真核生物细胞通过复杂精确的时空调节确保染色体正确及平均分配到子代细胞，DNA复制和染色体分离过程的异常则会导致染色体不稳定性和非整倍体的形成，从而增加血液系统恶性肿瘤的发生风险[6]。PinX1最初是作为一个新的端粒相关蛋白于2001年被发现，是迄今为止发现的最强力的端粒酶抑制因子，PinX1的端粒酶抑制作用是通过其本身与hTERT和hTR直接作用来实现。本课题组[4,7]在前期研究中发现：PinX1在有丝分裂期能够定位于染色体周边以及动点外层，siRNA敲除PinX1能够导致滞后染色体的出现，表明端粒相关蛋白PinX1在调控细胞有丝分裂进程中可能起到重要作用，但是PinX1参与有丝分裂调控的具体机制及途径目前仍未阐明。

本研究中采用酵母双杂交技术，从人HeLa细胞cDNA文库中筛选出3个新的PinX1相互作用蛋白。本课题组首次发现有丝分裂期重要磷酸化激酶Aurora A能够与PinX1在体内及体外相互作用。Aurora A属于Aurora/Ipl1激酶家族成员，在调节细胞有丝分裂纺锤体组装、中心体分离以及细胞G2/M期转换过程中均发挥极其重要的作用[8]。本研究首次发现端粒相关蛋白PinX1能够与有丝分裂期磷酸化激酶Aurora A发生相互作用，且PinX1与Aurora A在有丝分裂期能够共定位于中心体；进一步研究发现Aurora A能够在体内磷酸化修饰PinX1。以上结果为进一步探讨端粒相关蛋白参与细胞有丝分裂期调控的具体机制以及端粒和细胞周期调节的关联提供了新的研究线索及实验依据。

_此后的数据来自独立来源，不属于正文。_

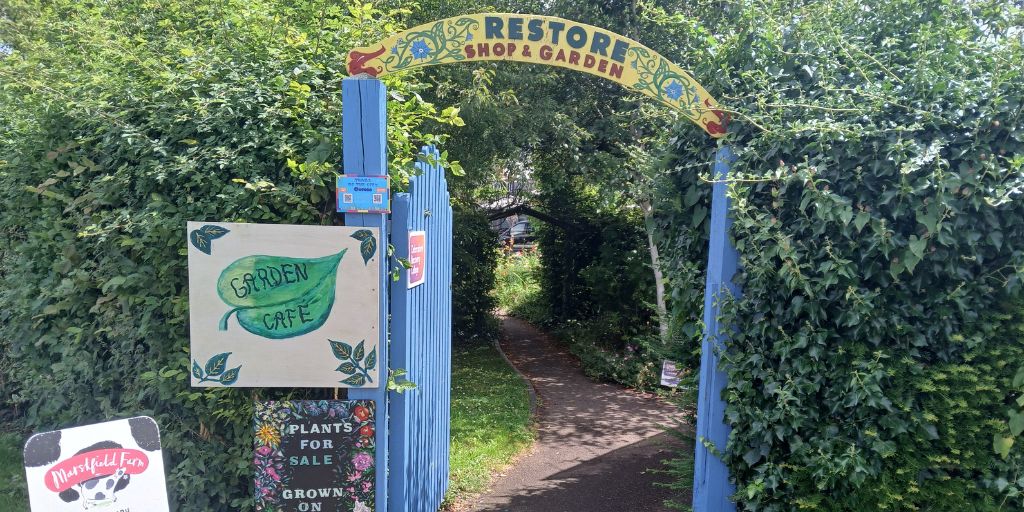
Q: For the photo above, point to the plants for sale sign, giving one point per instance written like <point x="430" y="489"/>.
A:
<point x="284" y="305"/>
<point x="115" y="466"/>
<point x="314" y="456"/>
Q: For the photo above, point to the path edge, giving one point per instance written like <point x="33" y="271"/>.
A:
<point x="529" y="384"/>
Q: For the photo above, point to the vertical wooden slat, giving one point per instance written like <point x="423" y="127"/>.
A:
<point x="711" y="478"/>
<point x="421" y="344"/>
<point x="365" y="151"/>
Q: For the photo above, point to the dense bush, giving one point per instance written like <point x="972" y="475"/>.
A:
<point x="881" y="228"/>
<point x="119" y="122"/>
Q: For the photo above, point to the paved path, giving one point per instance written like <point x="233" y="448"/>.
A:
<point x="595" y="441"/>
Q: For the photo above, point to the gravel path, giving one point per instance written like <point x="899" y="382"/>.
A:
<point x="595" y="440"/>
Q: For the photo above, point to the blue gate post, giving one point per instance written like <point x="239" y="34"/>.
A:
<point x="365" y="147"/>
<point x="421" y="344"/>
<point x="711" y="478"/>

综上所述，本研究证实Aurora A是一个新的PinX1相互作用蛋白，PinX1与Aurora A在细胞内有共定位；进一步研究发现，Aurora A能够在细胞内磷酸化修饰PinX1。上述结果表明端粒相关蛋白PinX1可能通过与Aurora A的相互作用参与细胞有丝分裂期的具体调控。本项研究有助于进一步探讨恶性肿瘤发生发展的机制，也为开发针对染色体不稳定性的靶向治疗药物提供了新的实验依据。